So, British Prime Minister Gordon Brown is considering hosting a TV reality show in an effort to boost his image. The idea was mooted in some confidential Cabinet briefing notes recently photographed while being carelessly paraded by Communities Secretary Hazel Blears. The show, which would be based on “The Apprentice”, will come with the pant-wettingly exciting title, “Junior PM.”
Oh dear.
Whatever next?
“I wanna be like The Donald!”
If anyone needed evidence that our political system has finally slithered beneath a scum of mediocrity and cynical media manipulation, just the idea that such a show could be seriously considered by Britain’s most important political figure provides it.
Apparently, soundbite politics – modelled on the US where government lies and propaganda are brazenly touted as nothing more sinister than ‘spin’ – along with the vacuous cult of personality, typified by Tony Blair’s style over substance approach, are the answers to Britain’s latest political problem: the nation has been saddled with a highly unpopular PM.
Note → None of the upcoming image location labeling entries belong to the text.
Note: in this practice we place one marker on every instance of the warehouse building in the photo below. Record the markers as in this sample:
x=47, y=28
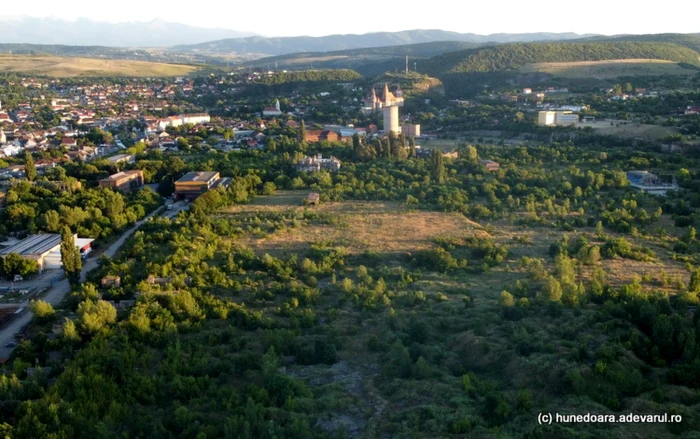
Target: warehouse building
x=46, y=249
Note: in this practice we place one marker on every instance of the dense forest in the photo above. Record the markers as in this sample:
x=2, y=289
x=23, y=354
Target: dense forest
x=514, y=56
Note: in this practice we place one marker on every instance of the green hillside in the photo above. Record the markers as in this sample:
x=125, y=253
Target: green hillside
x=691, y=41
x=370, y=61
x=511, y=57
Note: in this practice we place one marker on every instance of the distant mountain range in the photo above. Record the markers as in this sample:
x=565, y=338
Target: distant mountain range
x=263, y=46
x=84, y=32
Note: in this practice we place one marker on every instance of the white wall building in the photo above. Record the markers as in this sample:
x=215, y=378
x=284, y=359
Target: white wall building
x=46, y=249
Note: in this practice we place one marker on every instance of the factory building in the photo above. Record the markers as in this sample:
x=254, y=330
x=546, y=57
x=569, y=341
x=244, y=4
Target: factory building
x=45, y=249
x=389, y=103
x=411, y=130
x=558, y=117
x=194, y=184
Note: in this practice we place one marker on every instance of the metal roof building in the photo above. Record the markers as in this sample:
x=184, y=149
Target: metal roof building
x=45, y=249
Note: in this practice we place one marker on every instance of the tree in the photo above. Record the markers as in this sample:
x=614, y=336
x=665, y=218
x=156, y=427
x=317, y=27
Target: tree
x=437, y=170
x=506, y=299
x=70, y=256
x=42, y=310
x=472, y=154
x=694, y=286
x=70, y=332
x=356, y=146
x=14, y=264
x=52, y=221
x=29, y=166
x=551, y=290
x=96, y=315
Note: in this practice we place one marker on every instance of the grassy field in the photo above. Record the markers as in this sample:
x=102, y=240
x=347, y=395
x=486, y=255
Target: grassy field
x=386, y=236
x=381, y=227
x=60, y=67
x=629, y=129
x=608, y=68
x=396, y=232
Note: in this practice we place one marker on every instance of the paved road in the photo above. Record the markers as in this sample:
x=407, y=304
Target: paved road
x=56, y=294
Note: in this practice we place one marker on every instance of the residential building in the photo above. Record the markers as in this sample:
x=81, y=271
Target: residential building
x=183, y=119
x=411, y=130
x=319, y=135
x=121, y=158
x=272, y=111
x=194, y=184
x=125, y=181
x=45, y=249
x=317, y=163
x=111, y=281
x=557, y=117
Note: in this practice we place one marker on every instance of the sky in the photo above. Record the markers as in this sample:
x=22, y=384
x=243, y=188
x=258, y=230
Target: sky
x=325, y=17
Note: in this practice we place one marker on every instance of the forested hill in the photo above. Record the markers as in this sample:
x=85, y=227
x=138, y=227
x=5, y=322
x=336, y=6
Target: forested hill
x=513, y=56
x=691, y=41
x=311, y=76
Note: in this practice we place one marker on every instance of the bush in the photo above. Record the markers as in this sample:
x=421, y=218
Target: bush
x=42, y=310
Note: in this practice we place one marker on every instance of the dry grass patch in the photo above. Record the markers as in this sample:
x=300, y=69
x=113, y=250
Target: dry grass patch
x=382, y=227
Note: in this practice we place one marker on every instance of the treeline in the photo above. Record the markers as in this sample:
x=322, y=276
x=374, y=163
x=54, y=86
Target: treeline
x=514, y=56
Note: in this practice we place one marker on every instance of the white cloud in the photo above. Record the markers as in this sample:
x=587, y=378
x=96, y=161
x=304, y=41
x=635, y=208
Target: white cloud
x=323, y=17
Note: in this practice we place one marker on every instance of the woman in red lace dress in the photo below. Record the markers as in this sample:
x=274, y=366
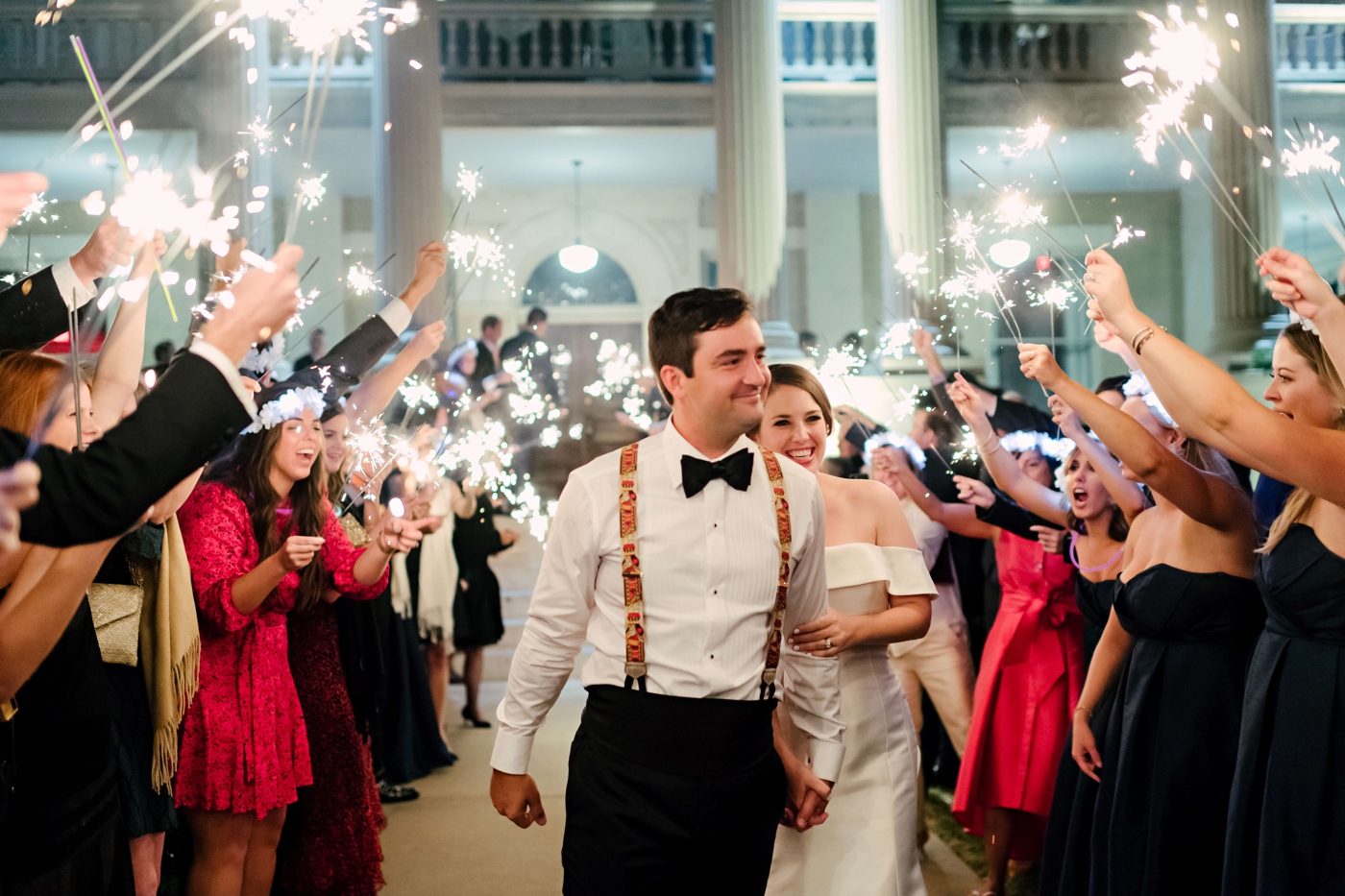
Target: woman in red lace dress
x=262, y=540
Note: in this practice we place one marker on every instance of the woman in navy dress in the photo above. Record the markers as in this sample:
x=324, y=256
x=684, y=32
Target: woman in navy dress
x=1286, y=826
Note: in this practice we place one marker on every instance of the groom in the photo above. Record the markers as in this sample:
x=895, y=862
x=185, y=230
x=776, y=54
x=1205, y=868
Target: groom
x=683, y=559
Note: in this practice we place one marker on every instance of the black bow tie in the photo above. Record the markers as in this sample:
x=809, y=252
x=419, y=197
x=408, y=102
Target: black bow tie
x=735, y=470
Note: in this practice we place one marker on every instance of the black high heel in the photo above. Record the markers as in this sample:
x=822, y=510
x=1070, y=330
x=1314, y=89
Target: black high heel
x=474, y=720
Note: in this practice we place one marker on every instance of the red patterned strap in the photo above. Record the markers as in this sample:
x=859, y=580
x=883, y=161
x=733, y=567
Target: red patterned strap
x=775, y=638
x=632, y=580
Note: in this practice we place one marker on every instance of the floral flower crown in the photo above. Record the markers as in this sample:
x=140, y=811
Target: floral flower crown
x=288, y=405
x=904, y=443
x=1138, y=385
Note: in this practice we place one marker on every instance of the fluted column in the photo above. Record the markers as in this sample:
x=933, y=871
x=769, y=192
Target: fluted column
x=1248, y=76
x=749, y=143
x=910, y=137
x=407, y=155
So his cronies want to ‘re-package’ him.
Brown is no Boris Johnson – the popular and ‘lovable’ aristocratic buffoon who can at least justify his TV celebrity status. Johnson oozes natural charisma, has photogenic looks, and entertains us with a quirky wit that lurks behind his bumbling Etonian facade. Brown cannot hope to emulate him: he is nothing more than a dreary, dour, po-faced, ever-so boring politician. And he doesn’t really want to change – it’s just that he’s been identified by his party faithful as a liability at the ballot box.
But the answer is not for us to see more of Gordon. Frankly the less time he spends attempting to display his credentials as a real human being the better…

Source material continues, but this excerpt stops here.